Sont examinées dans ce livre les années 1300-1500, deux siècles de transformations d'une ville saturée de christianisme qui, voulant rompre d'une certaine manière avec le passé immédiat ou peut-être cherchant à l'adapter, se réapproprie paradoxalement une Antiquité beaucoup plus lointaine. La pensée grecque et romaine resurgit et se fraye un passage à travers les valeurs chrétiennes omniprésentes, grâce aux écrits des humanistes florentins puisant aux sources anciennes, Alberti, Bruni, Palmieri, Salutati, mais aussi ceux de
Dante (
La Divine Comédie 1315),
Pétrarque et Bocacce, du côté de la littérature. le manuscrit de Vitruve est découvert en 1417, Ficin traduit
Platon vers 1460. Un va et vient entre les idées et les arts particulièrement bien documenté.
Mais Florence comme le précise
Richard Turner est également fière de sa tradition de liberté républicaine, unique dans la péninsule, et qu'elle entend défendre. Si les aristocrates sont tenus à l'écart du pouvoir un moment, les grandes familles enrichies par les affaires et la finance finiront cependant par imposer leur pouvoir ; c'est le cas des Médicis qui régneront pratiquement en souverains et dont l'ombre ne peut éviter de planer sur ces pages, de Cosimo, le "Pater Patriae", à Lorenzo " mort en 1492.
Des interrogations majeures suscitées par les projets architecturaux vont stimuler et donner un élan sans précédent à la création artistique : refonte de la Seigneurie, décision d'ériger un dôme sur la cathédrale (1366-1367) qui sera achevé en 1436, concours des portes du Baptistère (1402) remporté par Ghiberti et réalisées de 1425 à 1452, concomitance des premières expériences de perspectives de Brunelleschi avec les sculptures d'Orsanmichele (Donatello, Ghiberti), etc.
Tous les arts visuels sont affectés par une (r)évolution formelle où l'utilisation et le développement de la perspective semble s'inscrire comme moyen d'une nouvelle vision du monde avant d'être une intention esthétique consciente. Dix ans après la sculpture, la mutation artistique s'opère en peinture : fresques de Masaccio à la chapelle Brancacci (1425-1427), "La Bataille de san Romano" de Paolo Ucello (1440) ou encore "Le Cortège des mages" de Gozzoli (1459).
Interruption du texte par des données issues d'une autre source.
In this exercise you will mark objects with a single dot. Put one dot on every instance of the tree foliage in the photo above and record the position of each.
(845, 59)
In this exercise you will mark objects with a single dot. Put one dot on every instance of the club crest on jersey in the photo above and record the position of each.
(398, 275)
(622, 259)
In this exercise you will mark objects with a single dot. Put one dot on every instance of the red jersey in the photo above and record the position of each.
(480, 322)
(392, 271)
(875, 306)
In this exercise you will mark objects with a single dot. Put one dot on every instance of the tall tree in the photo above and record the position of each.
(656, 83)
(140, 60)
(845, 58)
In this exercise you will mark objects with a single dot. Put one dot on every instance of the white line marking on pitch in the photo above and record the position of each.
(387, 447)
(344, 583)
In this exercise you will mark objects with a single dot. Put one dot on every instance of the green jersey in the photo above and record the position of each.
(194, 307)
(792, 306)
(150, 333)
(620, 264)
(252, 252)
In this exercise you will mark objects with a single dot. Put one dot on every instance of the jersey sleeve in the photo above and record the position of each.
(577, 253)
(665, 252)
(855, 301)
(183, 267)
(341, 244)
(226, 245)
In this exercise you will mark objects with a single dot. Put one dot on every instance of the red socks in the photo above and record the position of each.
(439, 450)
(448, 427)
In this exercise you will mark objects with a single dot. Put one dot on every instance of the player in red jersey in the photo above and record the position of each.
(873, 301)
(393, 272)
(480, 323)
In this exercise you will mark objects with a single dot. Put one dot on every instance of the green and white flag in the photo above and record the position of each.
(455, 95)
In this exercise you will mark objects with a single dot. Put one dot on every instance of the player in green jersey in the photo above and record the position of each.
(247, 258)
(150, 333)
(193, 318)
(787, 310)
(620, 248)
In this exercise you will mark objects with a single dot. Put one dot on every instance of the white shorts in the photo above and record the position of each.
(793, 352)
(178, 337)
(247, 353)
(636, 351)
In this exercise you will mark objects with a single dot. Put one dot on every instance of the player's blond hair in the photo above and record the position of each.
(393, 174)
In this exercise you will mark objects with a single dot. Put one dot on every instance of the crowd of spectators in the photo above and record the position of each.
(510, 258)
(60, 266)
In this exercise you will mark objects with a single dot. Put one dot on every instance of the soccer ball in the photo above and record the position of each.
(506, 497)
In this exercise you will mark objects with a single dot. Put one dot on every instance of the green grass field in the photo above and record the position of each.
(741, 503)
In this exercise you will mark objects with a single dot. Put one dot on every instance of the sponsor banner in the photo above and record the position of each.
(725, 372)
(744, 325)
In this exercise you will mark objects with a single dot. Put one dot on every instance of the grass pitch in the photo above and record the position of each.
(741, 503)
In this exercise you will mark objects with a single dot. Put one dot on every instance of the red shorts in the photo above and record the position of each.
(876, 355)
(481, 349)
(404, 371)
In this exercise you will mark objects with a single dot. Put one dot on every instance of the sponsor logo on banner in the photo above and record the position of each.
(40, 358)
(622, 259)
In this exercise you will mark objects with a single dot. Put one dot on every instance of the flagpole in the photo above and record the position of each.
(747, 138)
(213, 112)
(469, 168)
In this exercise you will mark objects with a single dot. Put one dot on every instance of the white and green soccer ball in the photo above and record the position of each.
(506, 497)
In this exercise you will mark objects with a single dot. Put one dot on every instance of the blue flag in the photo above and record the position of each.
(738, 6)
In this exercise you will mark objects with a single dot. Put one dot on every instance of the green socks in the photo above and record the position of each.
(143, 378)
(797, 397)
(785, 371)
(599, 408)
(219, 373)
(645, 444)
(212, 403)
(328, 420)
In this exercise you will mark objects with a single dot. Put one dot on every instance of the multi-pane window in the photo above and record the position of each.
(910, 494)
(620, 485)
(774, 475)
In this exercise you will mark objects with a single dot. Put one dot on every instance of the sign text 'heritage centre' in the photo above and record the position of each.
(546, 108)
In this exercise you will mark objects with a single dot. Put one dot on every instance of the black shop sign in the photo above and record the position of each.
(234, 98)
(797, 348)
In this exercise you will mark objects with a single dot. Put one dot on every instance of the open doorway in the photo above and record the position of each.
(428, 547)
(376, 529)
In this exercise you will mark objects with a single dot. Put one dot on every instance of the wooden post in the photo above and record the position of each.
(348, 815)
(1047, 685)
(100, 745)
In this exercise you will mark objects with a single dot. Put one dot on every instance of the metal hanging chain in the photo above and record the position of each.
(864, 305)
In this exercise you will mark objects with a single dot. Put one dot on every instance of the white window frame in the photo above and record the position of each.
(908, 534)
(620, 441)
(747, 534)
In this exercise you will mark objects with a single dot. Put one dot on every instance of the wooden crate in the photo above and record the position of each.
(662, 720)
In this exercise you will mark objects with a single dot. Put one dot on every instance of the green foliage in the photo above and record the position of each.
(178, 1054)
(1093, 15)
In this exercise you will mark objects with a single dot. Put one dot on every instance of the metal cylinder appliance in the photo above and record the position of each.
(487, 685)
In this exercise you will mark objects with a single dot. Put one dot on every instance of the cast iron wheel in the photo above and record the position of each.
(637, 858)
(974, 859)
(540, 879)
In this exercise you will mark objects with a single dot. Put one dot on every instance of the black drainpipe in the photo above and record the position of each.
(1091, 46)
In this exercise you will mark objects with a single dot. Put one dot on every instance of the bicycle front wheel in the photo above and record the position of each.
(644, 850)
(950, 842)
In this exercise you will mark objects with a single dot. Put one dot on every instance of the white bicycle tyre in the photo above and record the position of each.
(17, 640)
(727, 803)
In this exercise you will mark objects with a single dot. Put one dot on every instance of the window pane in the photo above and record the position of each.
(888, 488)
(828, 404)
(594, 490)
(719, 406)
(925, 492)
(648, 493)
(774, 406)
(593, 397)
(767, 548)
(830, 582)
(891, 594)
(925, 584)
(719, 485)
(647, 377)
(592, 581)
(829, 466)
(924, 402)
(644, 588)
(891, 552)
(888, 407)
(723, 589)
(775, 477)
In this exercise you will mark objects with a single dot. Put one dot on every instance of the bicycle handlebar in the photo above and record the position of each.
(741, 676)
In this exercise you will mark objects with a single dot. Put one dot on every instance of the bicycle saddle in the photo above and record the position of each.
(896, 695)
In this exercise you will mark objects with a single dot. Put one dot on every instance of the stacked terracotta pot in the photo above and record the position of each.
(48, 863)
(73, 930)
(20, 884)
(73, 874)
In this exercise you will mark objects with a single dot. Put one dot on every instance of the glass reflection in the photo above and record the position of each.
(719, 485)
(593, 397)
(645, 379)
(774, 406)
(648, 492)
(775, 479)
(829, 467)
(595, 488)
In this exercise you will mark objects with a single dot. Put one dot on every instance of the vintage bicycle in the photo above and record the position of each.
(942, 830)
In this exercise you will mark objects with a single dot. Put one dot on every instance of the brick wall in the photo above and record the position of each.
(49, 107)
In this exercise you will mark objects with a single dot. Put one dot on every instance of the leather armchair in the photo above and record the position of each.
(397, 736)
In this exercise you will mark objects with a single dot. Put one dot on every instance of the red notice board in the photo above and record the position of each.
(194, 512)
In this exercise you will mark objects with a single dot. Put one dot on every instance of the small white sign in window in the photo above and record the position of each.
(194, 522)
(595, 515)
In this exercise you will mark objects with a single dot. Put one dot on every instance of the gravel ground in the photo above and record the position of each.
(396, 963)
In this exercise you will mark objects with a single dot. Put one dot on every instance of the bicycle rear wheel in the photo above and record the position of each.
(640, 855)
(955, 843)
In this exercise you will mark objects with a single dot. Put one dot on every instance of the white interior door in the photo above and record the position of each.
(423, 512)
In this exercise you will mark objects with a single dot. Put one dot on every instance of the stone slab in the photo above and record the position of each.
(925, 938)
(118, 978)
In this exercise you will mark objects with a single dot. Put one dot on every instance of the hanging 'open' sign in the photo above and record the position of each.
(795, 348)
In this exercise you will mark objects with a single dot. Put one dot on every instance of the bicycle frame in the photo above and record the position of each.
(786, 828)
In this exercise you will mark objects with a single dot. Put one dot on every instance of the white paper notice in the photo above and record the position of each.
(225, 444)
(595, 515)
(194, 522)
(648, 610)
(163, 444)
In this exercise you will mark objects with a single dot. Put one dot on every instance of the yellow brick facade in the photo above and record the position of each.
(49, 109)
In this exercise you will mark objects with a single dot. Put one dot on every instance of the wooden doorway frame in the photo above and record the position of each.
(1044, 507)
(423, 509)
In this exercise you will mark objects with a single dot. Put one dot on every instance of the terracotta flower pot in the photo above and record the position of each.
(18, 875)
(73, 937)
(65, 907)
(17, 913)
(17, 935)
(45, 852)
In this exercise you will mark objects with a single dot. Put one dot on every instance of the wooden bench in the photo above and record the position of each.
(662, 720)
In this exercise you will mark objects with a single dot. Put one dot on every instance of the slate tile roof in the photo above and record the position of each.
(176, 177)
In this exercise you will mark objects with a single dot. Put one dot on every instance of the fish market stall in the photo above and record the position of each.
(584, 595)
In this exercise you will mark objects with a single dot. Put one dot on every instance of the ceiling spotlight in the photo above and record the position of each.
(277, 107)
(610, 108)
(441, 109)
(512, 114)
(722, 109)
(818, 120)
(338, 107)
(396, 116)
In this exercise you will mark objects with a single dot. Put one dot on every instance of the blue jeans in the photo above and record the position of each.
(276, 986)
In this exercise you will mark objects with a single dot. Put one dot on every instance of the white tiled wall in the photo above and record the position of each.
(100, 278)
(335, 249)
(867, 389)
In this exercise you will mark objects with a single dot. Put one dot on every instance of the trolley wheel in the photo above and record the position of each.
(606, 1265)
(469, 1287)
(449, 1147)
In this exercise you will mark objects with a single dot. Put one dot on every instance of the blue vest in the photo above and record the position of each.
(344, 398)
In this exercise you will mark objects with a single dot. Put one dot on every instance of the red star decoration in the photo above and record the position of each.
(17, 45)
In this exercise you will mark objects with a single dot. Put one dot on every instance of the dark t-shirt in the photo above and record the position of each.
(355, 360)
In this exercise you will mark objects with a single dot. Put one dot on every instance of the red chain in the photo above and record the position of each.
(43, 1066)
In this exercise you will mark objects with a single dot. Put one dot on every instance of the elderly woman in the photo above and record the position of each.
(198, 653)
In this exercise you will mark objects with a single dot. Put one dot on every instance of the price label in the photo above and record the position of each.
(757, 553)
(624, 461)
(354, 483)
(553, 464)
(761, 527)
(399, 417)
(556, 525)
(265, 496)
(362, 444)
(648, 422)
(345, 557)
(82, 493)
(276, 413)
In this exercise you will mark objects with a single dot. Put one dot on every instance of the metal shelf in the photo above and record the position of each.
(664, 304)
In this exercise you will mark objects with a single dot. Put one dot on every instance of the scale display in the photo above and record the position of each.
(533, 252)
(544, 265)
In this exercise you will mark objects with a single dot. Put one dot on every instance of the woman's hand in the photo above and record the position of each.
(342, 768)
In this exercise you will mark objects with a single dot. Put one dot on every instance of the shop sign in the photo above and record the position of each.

Pages décisives écrites par Alberti (De Pictura), commentaires de Ghiberti ou ouvrages de Piero della Francesca, autre peintre toscan mais dont l'oeuvre majeure se trouve à Arezzo.
Au chapitre de "L'économie domestique" on peut s'étonner de retrouver le couvent San Marco où travailla Fran Angelico, le peintre moine, entre 1438 et 1452. Mais l'auteur explique que la maison familiale séculière trouve un pendant dans le monastère, maison habitée par une famille religieuse aux yeux des Florentins. La fin du Quatrocento est évoquée avec la peinture de Botticelli entre 1470 et 1480 et celle du Perugin alors que certains artistes quittent Florence pour aller travailler à la Chapelle Sixtine à Rome. L'invasion française de Charles VIII (1494) et la main mise de Savonarole sur la ville jette un voile quelque peu funeste sur une période finissante.
Léonard a déjà exposé ses pensées en peinture (1490) quand "Il gigante", David (1501-1504), est installé sur la place de la Seigneurie. Comme Léonard,
Michel-Ange, rompant avec l'attachement traditionnel à la corporation, a le même souci : ériger l'activité artistique au rang d'activité intellectuelle.
Une approche anglo-saxonne de l'histoire de l'art que j'ai beaucoup appréciée.